The point of this plate is contrast. Soft mango against crunchy vegetables. Sweet fruit against a sharp, citrusy dressing. And toasted pumpkin seeds on top — do not skip them, they are what turns this from a nice salad into one people ask about.
Fifteen minutes, no cooking, and it looks like a restaurant starter.
Recipe at a glance
- Cuisine: French Caribbean / Tropical
- Prep: 15 minutes • No cooking
- Serves: 4 (as a starter)
- Featured sauce: Full Feast Exotic Sauce
- Heat level: Mild — a gentle tropical kick
- Diet: Vegetarian and dairy free (vegan as written — the honey is optional and off by default)
What you’ll need
For the salad:
- 3 carrots, grated
- 1 celery heart, thinly sliced on the diagonal
- ¾ ripe mango, cut into small to medium cubes
- 1 tbsp toasted pumpkin seeds (or flaked almonds), added just before serving
- Small handful fresh coriander leaves, torn
- Optional: 1 tbsp raisins or dried cranberries
For the Exotic dressing:
- 2½ tbsp Full Feast Exotic Sauce
- 1 tbsp lemon juice
- 1 tbsp olive oil
- 1 small garlic clove, crushed
- ¼ tsp honey (only if needed — taste first, the sauce usually carries enough sweetness)
- 1 tbsp water, to loosen
- Pinch of salt, pinch of black pepper
- Wedge of lime, to finish
Method
- Firm up the veg. Lightly salt the grated carrot and sliced celery.

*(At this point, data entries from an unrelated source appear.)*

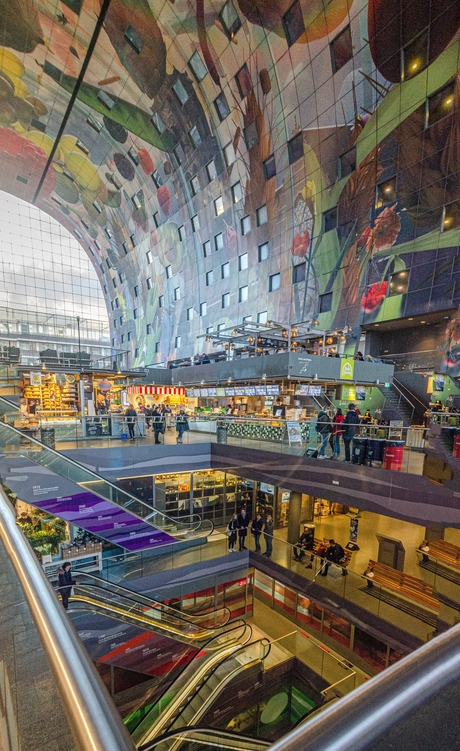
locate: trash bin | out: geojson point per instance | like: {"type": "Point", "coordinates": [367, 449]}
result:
{"type": "Point", "coordinates": [47, 436]}
{"type": "Point", "coordinates": [358, 454]}
{"type": "Point", "coordinates": [393, 456]}
{"type": "Point", "coordinates": [221, 431]}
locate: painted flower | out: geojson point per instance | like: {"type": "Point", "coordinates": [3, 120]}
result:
{"type": "Point", "coordinates": [300, 244]}
{"type": "Point", "coordinates": [374, 297]}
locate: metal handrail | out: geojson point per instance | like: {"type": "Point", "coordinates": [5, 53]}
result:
{"type": "Point", "coordinates": [357, 720]}
{"type": "Point", "coordinates": [93, 719]}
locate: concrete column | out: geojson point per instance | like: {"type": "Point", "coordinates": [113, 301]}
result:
{"type": "Point", "coordinates": [295, 509]}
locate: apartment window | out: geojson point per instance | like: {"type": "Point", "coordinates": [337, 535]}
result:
{"type": "Point", "coordinates": [325, 302]}
{"type": "Point", "coordinates": [245, 225]}
{"type": "Point", "coordinates": [347, 162]}
{"type": "Point", "coordinates": [229, 19]}
{"type": "Point", "coordinates": [298, 273]}
{"type": "Point", "coordinates": [451, 218]}
{"type": "Point", "coordinates": [398, 283]}
{"type": "Point", "coordinates": [218, 206]}
{"type": "Point", "coordinates": [243, 81]}
{"type": "Point", "coordinates": [274, 282]}
{"type": "Point", "coordinates": [180, 92]}
{"type": "Point", "coordinates": [270, 167]}
{"type": "Point", "coordinates": [386, 192]}
{"type": "Point", "coordinates": [293, 24]}
{"type": "Point", "coordinates": [262, 215]}
{"type": "Point", "coordinates": [441, 104]}
{"type": "Point", "coordinates": [229, 154]}
{"type": "Point", "coordinates": [341, 49]}
{"type": "Point", "coordinates": [197, 67]}
{"type": "Point", "coordinates": [211, 170]}
{"type": "Point", "coordinates": [250, 135]}
{"type": "Point", "coordinates": [243, 294]}
{"type": "Point", "coordinates": [414, 56]}
{"type": "Point", "coordinates": [330, 219]}
{"type": "Point", "coordinates": [263, 252]}
{"type": "Point", "coordinates": [237, 192]}
{"type": "Point", "coordinates": [295, 148]}
{"type": "Point", "coordinates": [221, 105]}
{"type": "Point", "coordinates": [195, 137]}
{"type": "Point", "coordinates": [195, 185]}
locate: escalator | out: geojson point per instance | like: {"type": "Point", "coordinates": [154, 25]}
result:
{"type": "Point", "coordinates": [79, 495]}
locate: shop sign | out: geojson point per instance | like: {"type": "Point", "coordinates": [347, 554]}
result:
{"type": "Point", "coordinates": [347, 369]}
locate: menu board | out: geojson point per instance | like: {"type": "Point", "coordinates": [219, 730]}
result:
{"type": "Point", "coordinates": [261, 390]}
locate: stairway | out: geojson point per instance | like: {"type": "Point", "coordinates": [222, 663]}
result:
{"type": "Point", "coordinates": [396, 407]}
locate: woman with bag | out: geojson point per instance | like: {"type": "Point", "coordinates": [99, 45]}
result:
{"type": "Point", "coordinates": [232, 533]}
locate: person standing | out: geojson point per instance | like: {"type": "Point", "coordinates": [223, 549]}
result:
{"type": "Point", "coordinates": [65, 583]}
{"type": "Point", "coordinates": [256, 530]}
{"type": "Point", "coordinates": [268, 535]}
{"type": "Point", "coordinates": [349, 429]}
{"type": "Point", "coordinates": [131, 414]}
{"type": "Point", "coordinates": [232, 533]}
{"type": "Point", "coordinates": [336, 433]}
{"type": "Point", "coordinates": [243, 524]}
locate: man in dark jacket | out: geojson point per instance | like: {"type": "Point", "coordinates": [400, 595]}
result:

Leave for 5 minutes, then pat dry with a clean cloth — this firms the vegetables slightly so the salad doesn’t go watery once dressed.
- Make the dressing. Whisk the Exotic Sauce, lemon juice, olive oil and garlic together. Loosen with water a teaspoon at a time until pourable but still thick enough to coat a spoon. Taste — only add the honey if it needs it.
- Toss gently. Combine the carrot, celery and mango, keeping the mango cubes intact.
- Dress at the last minute. Dress just before serving. Scatter over the pumpkin seeds and coriander last, so they stay crisp.
- Finish with lime. A squeeze of fresh lime directly over the top, right at the table.
Chef’s notes
On sweetness: the Exotic Sauce already brings mango and passion-fruit sweetness, which is why this uses ¾ of a mango and no honey by default — fruit plus honey plus sauce would stack three sweet elements with nothing to cut them. Trust the lemon and lime to keep it bright.
On texture: the toasted pumpkin seeds are not optional in my kitchen. Without them the salad has flavour contrast but no textural contrast — they are the single thing most likely to move this plate from fine to memorable.
On timing: the salting step in the method exists so you can prep ahead without ending up with a watery salad. Dress at the last minute, always.
Allergen note: Full Feast Exotic Sauce contains cereals containing gluten (barley).
Make it a main
Add grilled prawns, smoked chicken or avocado slices and this becomes a premium light lunch or a proper restaurant starter.
Final word from me
A starter should wake the table up, not fill it up. This one is sweet, sharp, crunchy and gone in five minutes — which is exactly how I know it works.